Now, on to my latest masterpiece. Bear with me, it’s a bit bulky and unwieldy at the moment, as it is still just a prototype. But you see here this apparatus sort of resembles a backpack, and it is connected via cables and springs and hoses to this crossbow-looking doohickey here. This backpack is what we Artificers call a generator — we can convert mundane materials into usable energy, see. My design requires burning material to generate steam, which turns a wheel, which rotates a copper coil around a gold rod, which transmits the energy to a capacitor for storage. It works best with coal, but I’ve also used wood, cats, and linens, in a pinch. Once the energy is stored, I pull the trigger on the crossbow, which completes a circuit to the capacitor, where — in an instant! — the electric energy is dumped into this steel and copper bolt, and the bolt flies off, still carrying this massive amount of energy. Now I’m still perfecting it, were I to fire it now, you wouldn’t feel the pain from the electricity over the pain from an unsterilized homemade bolt plunging into your soft, tender flesh.
I already have several contracts pending to produce such devices in bulk, and once I settle a deal, I can devote more resources into significantly improving this. In the meantime, I’m going to do what I encourage you all to do: Travel, and learn! Stuff your gooey brains with knowledge, my friends!
This letter was found, written years ago by Professor Scruffles about some shenanigans in a seedy port town:
So there I was, as a young lad, traveling around Garund gathering baubles and knicknacks. I traveled to Port Peril on the Western coast looking for some mermaid urine, and perhaps bag myself a dirty pirate hooker, just to say I did. I stopped off at the Formidably Maid, a salty, popular tavern, and promptly ordered myself a plate of cheese and some famous spiced rum, with bubbles!
But it turns out they do not serve adorable cheese platters or bubbles in their spiced rum.
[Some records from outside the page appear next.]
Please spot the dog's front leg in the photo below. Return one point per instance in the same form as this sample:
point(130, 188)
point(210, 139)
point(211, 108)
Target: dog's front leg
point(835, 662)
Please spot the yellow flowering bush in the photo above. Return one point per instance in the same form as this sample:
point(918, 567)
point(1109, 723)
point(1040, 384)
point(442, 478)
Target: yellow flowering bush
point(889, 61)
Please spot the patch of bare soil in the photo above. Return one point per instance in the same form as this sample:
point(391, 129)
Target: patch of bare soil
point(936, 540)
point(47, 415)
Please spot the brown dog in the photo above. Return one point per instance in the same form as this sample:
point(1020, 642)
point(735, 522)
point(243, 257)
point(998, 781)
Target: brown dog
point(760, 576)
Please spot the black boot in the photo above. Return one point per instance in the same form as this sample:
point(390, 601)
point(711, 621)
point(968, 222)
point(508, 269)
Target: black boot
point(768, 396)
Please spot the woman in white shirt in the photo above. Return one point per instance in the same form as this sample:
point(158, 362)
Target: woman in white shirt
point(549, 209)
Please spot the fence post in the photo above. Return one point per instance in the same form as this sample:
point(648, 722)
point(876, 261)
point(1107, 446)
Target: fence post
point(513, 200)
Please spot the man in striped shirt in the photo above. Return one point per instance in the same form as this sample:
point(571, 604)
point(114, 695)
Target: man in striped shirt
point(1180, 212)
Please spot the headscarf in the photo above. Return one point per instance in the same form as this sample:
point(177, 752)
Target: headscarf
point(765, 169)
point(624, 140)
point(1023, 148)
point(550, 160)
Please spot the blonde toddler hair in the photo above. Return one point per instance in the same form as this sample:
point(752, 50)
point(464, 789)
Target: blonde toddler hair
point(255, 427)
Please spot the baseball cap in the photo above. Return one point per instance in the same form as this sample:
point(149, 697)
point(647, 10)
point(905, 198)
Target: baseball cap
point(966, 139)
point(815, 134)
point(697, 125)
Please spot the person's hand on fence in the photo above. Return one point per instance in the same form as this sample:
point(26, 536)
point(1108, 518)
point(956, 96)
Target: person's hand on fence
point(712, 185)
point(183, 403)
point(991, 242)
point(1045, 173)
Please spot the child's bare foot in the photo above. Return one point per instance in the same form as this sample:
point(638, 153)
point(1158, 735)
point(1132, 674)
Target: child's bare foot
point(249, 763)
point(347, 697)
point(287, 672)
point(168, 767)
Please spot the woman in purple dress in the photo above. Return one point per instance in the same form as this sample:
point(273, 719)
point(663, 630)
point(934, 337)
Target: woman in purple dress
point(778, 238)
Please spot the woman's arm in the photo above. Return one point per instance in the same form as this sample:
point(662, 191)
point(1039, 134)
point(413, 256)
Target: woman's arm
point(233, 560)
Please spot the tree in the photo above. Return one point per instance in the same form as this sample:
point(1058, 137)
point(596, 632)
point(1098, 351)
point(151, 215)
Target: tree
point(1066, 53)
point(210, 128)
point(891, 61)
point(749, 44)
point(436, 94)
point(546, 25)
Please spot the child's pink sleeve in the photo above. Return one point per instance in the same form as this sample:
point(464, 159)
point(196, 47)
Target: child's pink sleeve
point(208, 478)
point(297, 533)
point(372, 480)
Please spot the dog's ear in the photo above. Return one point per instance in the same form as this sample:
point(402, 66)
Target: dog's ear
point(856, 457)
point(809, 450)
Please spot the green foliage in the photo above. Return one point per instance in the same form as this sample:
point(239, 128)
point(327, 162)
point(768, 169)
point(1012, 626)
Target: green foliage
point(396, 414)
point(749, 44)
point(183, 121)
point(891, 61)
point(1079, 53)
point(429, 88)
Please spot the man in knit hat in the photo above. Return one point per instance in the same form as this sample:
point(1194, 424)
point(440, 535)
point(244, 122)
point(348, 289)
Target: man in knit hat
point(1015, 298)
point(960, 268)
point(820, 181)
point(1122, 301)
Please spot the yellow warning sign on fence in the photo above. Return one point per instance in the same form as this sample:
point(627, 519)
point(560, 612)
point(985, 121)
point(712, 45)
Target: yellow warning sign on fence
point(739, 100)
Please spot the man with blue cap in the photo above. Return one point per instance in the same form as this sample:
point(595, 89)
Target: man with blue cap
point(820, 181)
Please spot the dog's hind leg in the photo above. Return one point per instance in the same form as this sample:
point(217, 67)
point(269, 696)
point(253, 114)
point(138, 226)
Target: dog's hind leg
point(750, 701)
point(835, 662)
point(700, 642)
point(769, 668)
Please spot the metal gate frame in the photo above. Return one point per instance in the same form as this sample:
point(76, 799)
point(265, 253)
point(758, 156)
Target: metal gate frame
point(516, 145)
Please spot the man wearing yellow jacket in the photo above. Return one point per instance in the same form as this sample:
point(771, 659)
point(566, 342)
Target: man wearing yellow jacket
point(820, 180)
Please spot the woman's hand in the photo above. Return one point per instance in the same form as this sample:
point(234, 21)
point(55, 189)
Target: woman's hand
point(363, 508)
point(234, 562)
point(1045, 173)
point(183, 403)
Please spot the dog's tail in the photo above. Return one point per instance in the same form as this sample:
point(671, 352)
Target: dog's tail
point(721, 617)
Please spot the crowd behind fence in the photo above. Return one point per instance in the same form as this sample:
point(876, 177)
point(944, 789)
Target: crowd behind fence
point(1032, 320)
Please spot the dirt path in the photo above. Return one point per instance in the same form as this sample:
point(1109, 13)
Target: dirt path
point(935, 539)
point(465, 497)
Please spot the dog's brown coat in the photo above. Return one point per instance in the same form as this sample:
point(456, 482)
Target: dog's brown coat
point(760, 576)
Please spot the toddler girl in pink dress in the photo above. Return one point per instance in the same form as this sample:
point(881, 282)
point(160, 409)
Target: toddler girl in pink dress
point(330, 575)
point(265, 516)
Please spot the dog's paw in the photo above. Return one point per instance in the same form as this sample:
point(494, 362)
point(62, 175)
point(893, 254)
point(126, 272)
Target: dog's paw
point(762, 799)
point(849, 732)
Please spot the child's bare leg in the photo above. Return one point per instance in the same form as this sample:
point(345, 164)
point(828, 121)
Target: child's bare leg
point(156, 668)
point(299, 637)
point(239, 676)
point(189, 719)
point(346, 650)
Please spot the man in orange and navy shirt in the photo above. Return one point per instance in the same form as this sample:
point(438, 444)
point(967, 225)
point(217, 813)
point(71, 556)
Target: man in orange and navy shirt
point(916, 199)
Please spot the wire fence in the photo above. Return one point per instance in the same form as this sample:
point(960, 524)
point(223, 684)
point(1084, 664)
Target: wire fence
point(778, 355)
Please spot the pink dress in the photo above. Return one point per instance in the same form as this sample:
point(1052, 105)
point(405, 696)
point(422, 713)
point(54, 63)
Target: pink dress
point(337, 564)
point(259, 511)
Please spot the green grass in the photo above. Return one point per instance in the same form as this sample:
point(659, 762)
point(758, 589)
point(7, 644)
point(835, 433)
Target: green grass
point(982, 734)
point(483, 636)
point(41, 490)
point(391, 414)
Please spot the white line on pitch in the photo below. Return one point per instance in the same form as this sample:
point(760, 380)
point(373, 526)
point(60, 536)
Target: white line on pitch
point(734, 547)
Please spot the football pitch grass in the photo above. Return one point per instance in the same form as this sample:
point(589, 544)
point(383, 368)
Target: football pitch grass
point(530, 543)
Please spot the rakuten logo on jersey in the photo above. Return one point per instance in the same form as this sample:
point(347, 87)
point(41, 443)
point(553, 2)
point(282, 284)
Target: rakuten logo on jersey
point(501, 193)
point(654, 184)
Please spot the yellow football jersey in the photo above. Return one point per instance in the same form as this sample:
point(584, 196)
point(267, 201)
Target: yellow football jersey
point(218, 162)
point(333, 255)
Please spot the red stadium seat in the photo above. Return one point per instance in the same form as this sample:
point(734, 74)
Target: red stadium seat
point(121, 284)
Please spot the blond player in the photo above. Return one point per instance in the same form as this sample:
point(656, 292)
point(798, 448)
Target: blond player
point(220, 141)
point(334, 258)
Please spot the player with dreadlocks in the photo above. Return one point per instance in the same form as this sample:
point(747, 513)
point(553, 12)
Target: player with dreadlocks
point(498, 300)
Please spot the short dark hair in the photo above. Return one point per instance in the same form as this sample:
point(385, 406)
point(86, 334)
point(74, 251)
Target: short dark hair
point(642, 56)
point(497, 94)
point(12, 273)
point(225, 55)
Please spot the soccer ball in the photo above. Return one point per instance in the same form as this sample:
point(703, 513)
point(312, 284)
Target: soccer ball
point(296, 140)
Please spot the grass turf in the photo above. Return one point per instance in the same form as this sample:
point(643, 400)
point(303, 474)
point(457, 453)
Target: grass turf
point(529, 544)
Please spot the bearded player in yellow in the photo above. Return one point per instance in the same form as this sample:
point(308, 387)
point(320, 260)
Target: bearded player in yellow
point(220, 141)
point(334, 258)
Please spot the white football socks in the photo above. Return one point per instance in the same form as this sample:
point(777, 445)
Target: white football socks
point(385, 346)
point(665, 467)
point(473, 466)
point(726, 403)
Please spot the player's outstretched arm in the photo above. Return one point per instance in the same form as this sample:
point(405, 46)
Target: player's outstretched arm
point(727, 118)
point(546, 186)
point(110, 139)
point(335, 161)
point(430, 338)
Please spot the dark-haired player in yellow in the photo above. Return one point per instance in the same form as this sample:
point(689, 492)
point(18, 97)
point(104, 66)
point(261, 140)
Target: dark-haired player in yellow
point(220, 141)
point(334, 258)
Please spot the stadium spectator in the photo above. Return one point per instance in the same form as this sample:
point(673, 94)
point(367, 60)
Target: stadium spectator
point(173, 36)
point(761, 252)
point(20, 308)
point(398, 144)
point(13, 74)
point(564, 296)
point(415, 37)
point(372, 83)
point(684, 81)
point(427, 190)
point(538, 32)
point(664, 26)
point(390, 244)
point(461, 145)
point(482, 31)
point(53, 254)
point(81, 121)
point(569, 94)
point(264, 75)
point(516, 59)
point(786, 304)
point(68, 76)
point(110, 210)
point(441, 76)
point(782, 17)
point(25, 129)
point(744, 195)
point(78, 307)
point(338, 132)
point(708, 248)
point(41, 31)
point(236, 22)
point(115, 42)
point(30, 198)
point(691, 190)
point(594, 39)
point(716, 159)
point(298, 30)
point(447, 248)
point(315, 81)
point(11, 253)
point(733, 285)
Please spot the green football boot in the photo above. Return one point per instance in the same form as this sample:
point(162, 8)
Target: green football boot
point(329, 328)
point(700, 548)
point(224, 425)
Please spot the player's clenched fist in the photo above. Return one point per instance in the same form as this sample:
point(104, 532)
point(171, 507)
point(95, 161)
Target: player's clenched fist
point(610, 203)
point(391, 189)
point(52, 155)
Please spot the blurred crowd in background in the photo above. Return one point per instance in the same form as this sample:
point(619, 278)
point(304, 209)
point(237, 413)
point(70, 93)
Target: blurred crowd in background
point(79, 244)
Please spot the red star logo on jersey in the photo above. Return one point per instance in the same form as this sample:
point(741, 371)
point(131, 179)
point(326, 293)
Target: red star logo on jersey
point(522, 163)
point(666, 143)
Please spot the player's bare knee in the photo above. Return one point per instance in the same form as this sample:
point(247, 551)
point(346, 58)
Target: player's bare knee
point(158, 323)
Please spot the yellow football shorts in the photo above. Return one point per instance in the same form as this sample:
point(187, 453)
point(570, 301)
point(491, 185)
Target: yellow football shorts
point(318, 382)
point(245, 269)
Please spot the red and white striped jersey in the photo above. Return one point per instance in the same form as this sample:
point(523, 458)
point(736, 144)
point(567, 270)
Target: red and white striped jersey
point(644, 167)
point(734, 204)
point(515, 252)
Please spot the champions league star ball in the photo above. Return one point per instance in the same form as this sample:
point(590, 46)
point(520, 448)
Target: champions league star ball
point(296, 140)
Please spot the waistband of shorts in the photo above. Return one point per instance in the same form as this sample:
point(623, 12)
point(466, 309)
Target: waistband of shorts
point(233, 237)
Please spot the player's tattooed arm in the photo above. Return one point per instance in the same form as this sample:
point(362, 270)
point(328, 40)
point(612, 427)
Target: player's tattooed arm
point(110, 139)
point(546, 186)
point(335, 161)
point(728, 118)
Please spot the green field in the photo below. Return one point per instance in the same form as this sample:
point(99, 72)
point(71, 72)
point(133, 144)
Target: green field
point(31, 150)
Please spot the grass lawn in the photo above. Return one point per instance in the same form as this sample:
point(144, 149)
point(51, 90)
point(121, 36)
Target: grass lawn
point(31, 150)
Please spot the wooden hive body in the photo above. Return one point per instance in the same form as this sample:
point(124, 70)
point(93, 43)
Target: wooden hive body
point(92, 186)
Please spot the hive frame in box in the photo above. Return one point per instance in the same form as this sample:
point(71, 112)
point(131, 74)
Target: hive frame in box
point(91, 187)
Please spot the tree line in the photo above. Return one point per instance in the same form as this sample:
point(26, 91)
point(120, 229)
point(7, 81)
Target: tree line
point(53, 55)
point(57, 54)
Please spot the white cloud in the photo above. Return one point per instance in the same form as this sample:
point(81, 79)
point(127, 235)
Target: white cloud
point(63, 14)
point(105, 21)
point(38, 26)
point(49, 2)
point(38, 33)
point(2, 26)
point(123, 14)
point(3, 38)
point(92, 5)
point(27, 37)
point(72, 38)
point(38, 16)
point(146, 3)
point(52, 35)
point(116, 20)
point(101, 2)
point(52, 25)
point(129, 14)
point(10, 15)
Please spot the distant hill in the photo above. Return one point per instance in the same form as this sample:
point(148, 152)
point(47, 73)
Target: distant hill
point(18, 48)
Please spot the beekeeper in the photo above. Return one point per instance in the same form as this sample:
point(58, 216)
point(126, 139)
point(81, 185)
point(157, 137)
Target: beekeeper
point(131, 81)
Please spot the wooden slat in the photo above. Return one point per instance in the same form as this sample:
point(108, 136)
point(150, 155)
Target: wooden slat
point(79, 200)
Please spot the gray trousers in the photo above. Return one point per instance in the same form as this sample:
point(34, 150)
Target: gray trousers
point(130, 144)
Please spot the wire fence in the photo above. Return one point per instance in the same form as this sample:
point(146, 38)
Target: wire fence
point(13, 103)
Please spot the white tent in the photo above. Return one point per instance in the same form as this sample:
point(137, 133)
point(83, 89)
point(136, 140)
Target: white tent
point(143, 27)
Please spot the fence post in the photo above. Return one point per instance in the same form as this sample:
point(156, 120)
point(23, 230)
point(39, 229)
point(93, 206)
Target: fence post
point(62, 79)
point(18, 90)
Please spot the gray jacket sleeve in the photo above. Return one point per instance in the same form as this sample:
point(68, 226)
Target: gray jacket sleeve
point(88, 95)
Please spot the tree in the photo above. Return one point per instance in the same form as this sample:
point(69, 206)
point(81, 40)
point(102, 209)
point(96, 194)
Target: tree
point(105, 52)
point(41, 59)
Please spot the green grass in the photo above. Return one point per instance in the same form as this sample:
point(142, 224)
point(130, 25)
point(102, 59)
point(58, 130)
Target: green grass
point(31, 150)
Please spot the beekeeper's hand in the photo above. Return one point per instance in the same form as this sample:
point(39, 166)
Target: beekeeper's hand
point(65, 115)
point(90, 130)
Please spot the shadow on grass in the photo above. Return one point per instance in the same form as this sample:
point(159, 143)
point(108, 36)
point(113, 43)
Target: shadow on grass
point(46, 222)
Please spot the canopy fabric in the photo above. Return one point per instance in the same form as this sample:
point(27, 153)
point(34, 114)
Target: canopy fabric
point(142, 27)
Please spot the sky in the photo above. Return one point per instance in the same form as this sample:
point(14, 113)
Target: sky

This was a double shame, because I enjoy cheese and bubbles. Especially bubbling cheese.
But as luck would have it, their spiced rum was excellent, and I soon found myself in the company of two drunken cabin girls. All it took was promising them some pearls from the ocean after I harvested my mermaid urine!
But the next day, as I was swimming along, a shark caught the scent of the vennison-based anti-fungal cream I had been rubbing into my feet to treat a mild case of the Shroomtoe. The bad news is, I lost my leg. The good news is, the spectacle so terrified a nearby mermaid that she released her bladder and I was able to complete my mission!
Fast forward forty years or so, and now I’ve decided to head back to Port Peril and find those cabin girls and give them some pearls. If you know what I mean.
Hey, old Scruffles needs some lovin’, too!